Через некоторое время тема партии снова всплыла. Я рассказала Клавдии Ивановне, что меня вызвали в Москонцерт и сказали: «Вы молодая перспективная артистка, вам надо вступить в партию». «Клавдия Ивановна, что мне делать? — спросила я. — Говорят, это может хорошо сказаться на карьере…» Шульженко искренне изумилась: «Аллочка, да вы что?! Неужели вы не понимаете, что, вступив в партию, вы сразу потеряете всю свою женственность! Вы видели этих партийных баб?» Мы расхохотались, и для меня все встало на свои места.

И все же Клавдия Ивановна не оставляла идеи пристроить меня на телевидение. «А давай я тебе передам «Синий платочек», — однажды предложила она. «А это как?» — спрашиваю. «Я сейчас позвоню на телевидение, пусть они приедут и снимут, как я передаю тебе право исполнять эту песню». Действительно, звонит куда-то. Ей отвечают: «Ой, Клавдия Ивановна, как интересно! Конечно, мы хотим это снять! Сейчас все организуем и вам перезвоним». Сидим, ждем… В итоге перезвонили и извинились, оказалось, что нет свободной съемочной аппаратуры — все группы на заданиях или в командировках. А потом другого подходящего случая не представилось — Шульженко была человеком настроения.
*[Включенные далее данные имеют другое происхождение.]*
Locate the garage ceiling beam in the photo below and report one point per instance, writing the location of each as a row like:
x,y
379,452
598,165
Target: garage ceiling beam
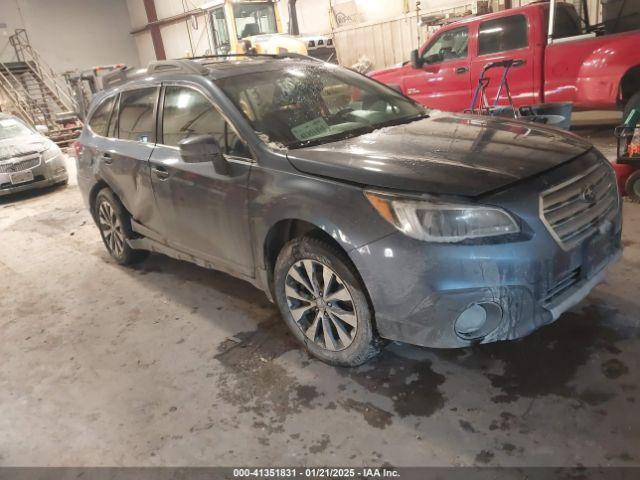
x,y
154,28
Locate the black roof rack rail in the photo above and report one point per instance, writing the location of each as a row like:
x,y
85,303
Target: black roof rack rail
x,y
257,55
125,74
184,65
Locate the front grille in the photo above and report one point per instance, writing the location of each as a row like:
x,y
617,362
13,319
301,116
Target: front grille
x,y
562,286
36,179
575,209
18,165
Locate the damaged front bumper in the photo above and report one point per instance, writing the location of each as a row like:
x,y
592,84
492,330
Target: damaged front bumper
x,y
44,174
422,292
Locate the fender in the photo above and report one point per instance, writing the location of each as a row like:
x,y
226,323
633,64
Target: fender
x,y
286,196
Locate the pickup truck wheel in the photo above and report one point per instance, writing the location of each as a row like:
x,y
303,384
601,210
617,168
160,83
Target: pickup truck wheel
x,y
115,228
632,187
323,302
633,103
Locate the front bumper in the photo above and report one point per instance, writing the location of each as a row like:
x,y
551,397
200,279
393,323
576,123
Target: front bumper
x,y
45,174
420,289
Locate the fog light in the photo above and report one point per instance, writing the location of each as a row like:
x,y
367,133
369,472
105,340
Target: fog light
x,y
478,320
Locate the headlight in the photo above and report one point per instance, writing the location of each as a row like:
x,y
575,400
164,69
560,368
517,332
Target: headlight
x,y
442,222
51,151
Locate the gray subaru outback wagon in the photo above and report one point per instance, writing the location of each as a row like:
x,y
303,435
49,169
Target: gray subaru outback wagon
x,y
362,215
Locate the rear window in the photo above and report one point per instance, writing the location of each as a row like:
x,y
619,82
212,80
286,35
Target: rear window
x,y
99,122
136,120
503,34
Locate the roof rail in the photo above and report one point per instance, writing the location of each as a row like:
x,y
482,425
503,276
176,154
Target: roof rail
x,y
256,55
179,66
125,74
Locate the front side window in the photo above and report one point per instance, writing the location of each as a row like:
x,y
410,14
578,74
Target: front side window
x,y
503,34
254,19
136,118
303,104
188,113
450,45
99,122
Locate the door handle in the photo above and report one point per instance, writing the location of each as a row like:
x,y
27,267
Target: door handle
x,y
106,158
160,172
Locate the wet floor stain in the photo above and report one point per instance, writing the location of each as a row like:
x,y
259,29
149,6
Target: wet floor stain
x,y
614,368
374,416
255,384
321,445
484,457
412,385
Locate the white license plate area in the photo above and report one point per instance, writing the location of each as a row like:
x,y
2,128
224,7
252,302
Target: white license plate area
x,y
21,177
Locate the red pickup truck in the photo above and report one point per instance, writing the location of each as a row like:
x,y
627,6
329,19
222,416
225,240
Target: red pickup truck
x,y
591,66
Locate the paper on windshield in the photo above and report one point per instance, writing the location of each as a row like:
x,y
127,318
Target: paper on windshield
x,y
314,128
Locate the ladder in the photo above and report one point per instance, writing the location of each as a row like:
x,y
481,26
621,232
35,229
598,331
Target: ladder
x,y
36,94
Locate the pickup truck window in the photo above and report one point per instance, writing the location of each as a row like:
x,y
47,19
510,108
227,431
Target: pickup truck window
x,y
450,45
503,34
567,22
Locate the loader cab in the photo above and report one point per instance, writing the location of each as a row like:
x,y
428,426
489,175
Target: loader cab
x,y
232,23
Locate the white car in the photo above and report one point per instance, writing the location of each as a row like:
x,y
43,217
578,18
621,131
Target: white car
x,y
27,158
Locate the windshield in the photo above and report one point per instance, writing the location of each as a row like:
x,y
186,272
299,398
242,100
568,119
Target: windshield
x,y
12,127
254,19
305,104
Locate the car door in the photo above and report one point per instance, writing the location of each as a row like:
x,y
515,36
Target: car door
x,y
443,82
204,213
131,139
506,38
124,137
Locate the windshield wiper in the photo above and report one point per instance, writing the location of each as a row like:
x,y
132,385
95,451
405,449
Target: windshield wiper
x,y
401,121
332,138
357,132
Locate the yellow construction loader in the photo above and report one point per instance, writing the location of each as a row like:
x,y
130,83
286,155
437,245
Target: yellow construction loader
x,y
252,26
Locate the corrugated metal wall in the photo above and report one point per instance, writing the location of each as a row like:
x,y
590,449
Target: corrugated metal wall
x,y
384,43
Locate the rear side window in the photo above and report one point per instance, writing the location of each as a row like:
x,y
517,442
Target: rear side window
x,y
136,119
503,34
187,113
100,119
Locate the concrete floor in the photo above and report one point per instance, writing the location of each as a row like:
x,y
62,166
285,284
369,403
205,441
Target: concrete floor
x,y
171,364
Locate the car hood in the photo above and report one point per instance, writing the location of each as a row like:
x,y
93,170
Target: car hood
x,y
22,145
444,154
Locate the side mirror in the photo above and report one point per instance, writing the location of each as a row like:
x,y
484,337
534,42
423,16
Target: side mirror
x,y
416,59
435,58
204,148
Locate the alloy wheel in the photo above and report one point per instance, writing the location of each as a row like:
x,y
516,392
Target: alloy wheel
x,y
111,228
321,305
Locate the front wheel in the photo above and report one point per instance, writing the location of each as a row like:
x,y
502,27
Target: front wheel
x,y
632,186
323,302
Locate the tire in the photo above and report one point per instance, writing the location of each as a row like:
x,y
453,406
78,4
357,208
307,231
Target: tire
x,y
632,187
633,103
115,228
339,303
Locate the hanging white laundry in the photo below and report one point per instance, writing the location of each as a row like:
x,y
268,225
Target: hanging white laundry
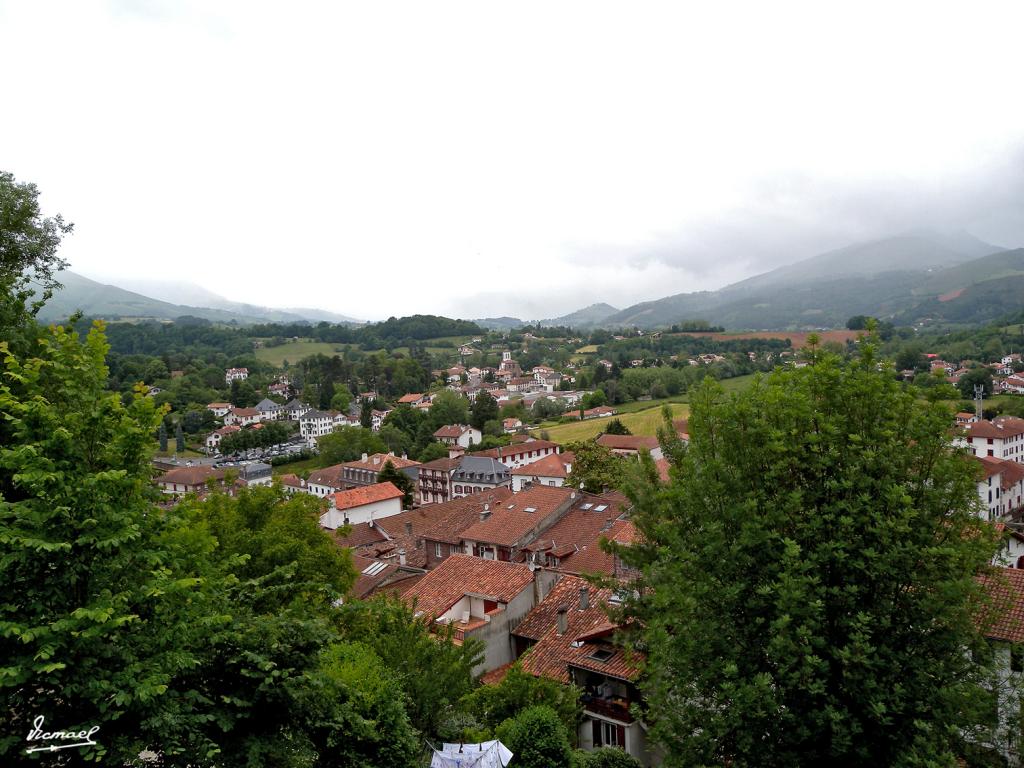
x,y
482,755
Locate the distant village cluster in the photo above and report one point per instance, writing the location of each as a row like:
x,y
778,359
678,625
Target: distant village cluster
x,y
497,544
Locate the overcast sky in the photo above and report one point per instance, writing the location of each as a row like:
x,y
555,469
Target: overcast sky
x,y
477,159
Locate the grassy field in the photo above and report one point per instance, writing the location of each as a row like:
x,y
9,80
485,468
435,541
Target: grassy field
x,y
298,467
640,423
294,351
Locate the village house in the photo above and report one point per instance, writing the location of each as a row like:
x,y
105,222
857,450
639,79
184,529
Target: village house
x,y
236,374
365,471
1001,486
476,598
1001,437
505,530
519,455
243,417
214,438
551,470
269,410
314,424
361,505
434,480
294,410
570,640
631,445
443,537
476,473
181,480
459,434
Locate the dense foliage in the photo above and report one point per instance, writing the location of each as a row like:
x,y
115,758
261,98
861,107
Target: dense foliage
x,y
810,601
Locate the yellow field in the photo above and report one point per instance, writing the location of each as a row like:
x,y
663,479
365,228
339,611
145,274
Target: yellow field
x,y
640,423
293,351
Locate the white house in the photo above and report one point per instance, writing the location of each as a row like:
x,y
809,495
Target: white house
x,y
313,424
1001,438
458,434
269,410
552,470
363,505
243,417
219,409
213,439
236,374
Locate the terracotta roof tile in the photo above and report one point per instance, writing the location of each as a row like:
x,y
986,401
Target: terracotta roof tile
x,y
451,518
1005,587
550,466
510,521
627,441
462,574
552,654
379,492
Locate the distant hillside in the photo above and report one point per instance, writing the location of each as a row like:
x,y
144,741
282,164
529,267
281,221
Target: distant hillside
x,y
500,324
594,314
883,278
110,302
189,294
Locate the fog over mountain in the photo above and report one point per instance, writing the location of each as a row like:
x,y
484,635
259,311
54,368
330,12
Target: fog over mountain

Однажды мы отмечали Новый год вместе. Я уговорила Шульженко пойти в ЦДРИ — в те годы провести новогоднюю ночь в Доме актера, Доме кино, ЦДЛ или ЦДРИ было очень престижно. В большом зале накрывались столы, артисты говорили тосты или выходили с номерами на сцену — получались неповторимые по своей атмосфере и градусу веселья праздники. И вот объявили медленный танец. К Клавдии Ивановне подошел совсем еще молоденький Саша Абдулов и пригласил ее. Помню, какая довольная, раскрасневшаяся вернулась она за стол после танца. А на следующее утро буквально извела меня вопросами: «Кто этот молодой человек? Артист? А расскажи мне про него все, что знаешь! Ой, как же он меня держал, как вел в танце!» Просто в облаках летала, переполненная впечатлениями. Вот такая она, Клавдия Ивановна, — очень рома­н­тичная натура.

«Закончив разговор, Клавдия Ивановна растерянно посмотрела на меня: «Алла, а «любовь к партии» — это как? Я понимаю — любовь к Родине, но какая может быть любовь к партии?» 1965 г.
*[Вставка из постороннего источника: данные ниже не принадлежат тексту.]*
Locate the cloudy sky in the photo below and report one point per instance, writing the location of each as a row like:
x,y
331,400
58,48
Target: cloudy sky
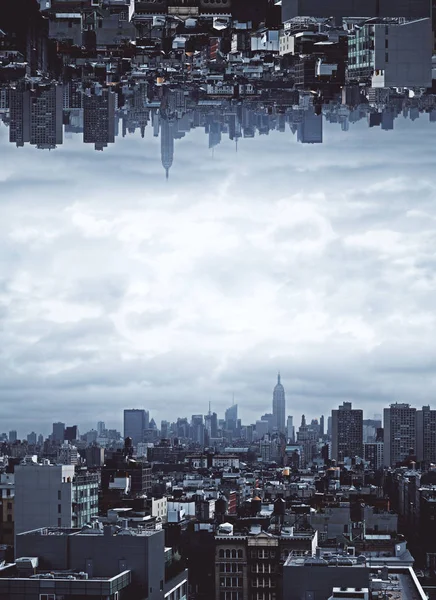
x,y
120,289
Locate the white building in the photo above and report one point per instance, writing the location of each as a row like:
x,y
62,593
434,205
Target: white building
x,y
53,496
396,54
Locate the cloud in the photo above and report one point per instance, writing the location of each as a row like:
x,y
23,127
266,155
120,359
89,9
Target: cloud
x,y
119,289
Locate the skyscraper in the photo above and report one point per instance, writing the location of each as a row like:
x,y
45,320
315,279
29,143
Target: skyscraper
x,y
99,117
231,417
279,407
135,424
347,432
426,435
58,434
167,144
290,429
399,433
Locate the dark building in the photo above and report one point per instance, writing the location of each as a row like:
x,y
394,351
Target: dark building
x,y
410,9
99,117
36,115
121,464
71,433
137,559
347,432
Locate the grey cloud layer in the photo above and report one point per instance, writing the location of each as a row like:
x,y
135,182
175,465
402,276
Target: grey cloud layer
x,y
118,288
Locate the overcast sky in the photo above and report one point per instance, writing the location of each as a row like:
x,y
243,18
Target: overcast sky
x,y
119,289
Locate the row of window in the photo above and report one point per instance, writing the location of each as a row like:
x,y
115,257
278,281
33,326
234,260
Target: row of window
x,y
231,581
231,568
230,553
262,553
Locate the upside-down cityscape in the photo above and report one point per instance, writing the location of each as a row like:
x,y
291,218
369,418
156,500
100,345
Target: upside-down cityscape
x,y
289,507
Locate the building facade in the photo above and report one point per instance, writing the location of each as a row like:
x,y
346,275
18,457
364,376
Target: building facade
x,y
279,407
347,432
399,424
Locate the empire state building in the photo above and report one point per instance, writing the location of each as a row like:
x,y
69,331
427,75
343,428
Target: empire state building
x,y
279,406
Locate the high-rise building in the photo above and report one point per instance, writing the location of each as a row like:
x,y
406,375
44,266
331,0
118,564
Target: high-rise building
x,y
167,145
279,407
71,433
231,417
31,439
136,421
164,429
197,428
290,429
399,433
99,117
321,427
36,115
58,434
53,496
426,435
68,455
347,432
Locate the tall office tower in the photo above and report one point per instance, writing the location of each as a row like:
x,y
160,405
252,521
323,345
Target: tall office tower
x,y
197,428
310,129
19,106
31,439
290,429
45,495
46,103
58,434
279,407
321,426
213,425
347,432
99,117
426,435
166,144
164,429
135,424
329,427
399,433
71,433
231,417
36,115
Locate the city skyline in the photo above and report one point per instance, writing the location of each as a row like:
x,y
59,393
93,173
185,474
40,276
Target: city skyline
x,y
111,301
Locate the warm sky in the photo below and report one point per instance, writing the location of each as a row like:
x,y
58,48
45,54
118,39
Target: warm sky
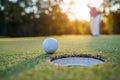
x,y
77,9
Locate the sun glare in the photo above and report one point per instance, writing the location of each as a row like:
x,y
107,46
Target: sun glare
x,y
77,9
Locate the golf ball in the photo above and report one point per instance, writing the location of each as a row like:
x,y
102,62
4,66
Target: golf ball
x,y
50,45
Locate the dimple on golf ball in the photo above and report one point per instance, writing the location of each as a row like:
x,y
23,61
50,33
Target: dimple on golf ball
x,y
50,45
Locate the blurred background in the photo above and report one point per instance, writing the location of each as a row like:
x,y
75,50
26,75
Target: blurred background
x,y
20,18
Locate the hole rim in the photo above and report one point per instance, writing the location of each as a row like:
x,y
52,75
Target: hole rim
x,y
99,57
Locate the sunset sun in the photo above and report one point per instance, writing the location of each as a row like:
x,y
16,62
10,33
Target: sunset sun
x,y
77,9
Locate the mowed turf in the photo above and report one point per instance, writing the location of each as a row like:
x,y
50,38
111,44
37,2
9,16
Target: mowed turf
x,y
24,59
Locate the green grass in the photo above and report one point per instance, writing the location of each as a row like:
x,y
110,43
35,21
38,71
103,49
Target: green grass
x,y
24,59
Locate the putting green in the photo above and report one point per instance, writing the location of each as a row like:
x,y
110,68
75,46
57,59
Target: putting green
x,y
24,59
А еще в ту новогоднюю ночь в ЦДРИ мы увидели и услышали Владимира Высоцкого. Он приехал под самое утро, когда все сидели уже утомленные и сонные. Но как только Высоцкий вышел на сцену с гитарой и запел со всей своей мощью «Вдоль дороги лес гус­той…» — все проснулись, хмель слетел тут же. Его не отпускали со сцены, просили спеть еще. Но Высоцкий не задержался, уехал — видимо, его ждали и в других компаниях. Зато на следующий день директору ЦДРИ устроили разнос: «Это что такое, кто вам разрешил выступление Высоцкого?» Он оправдывался: «Это был не концерт, а закрытый капустник для актеров». Чуть с работы его не сняли. Клавдия Ивановна в ту ночь увидела Высоцкого впервые и была потрясена. На следующее утро мы с ней обсуждали его выступление. Я сказала: «Говорят, Высоцкий сильно выпивает…» На что она вдруг ответила: «А как же он может не пить, если ему не дают выступать? Ты пойми, талантливому человеку без сцены жизни нет. Ой, как мне его жалко!»

В свое время ей самой с боем приходилось отстаивать собственный сценический образ и свой «мелкобуржуазный, мещанский и бытовой» репертуар, с которым отчаянно боролись идеологи от культуры. В те годы большинство дореволюционных романсов не проходили советскую цензуру. Что уж говорить о «переводной» песне Шульженко «Голубка», которую в 1946 году в борьбе с космополитизмом и низкопоклонством перед Западом запретили к исполнению как «кабацкую». Не было бы такого успеха и у песенки о любви «Синий платочек» польского композитора Ежи Петерсбурского, если бы она не обрела новый поэтический текст, написанный в годы войны фронтовым корреспондентом Михаилом Максимовым. Со старым текстом песню бы просто не пропустили на советскую эстраду пятидесятых.

1940-е гг.

Конечно, позже все эти сложности с утверждением репертуара остались позади, ее авторитет как звезды советской эстрады был уже бесспорен. Ее приглашали на правительственные концерты. На одном из таких, посвященных присвоению звания города-героя Новороссийску, где в свое время воевал Брежнев, она познакомилась с ним самим. «Клавуся, есть ли у вас ко мне какие-нибудь просьбы?» — спросил генсек. «Мне бы квартиру для сына, а то он живет с семьей в коммуналке», — попросила Шульженко. Так ее сын получил очень хорошую квартиру на улице Горького — недалеко от здания Моссовета, нынешней мэрии.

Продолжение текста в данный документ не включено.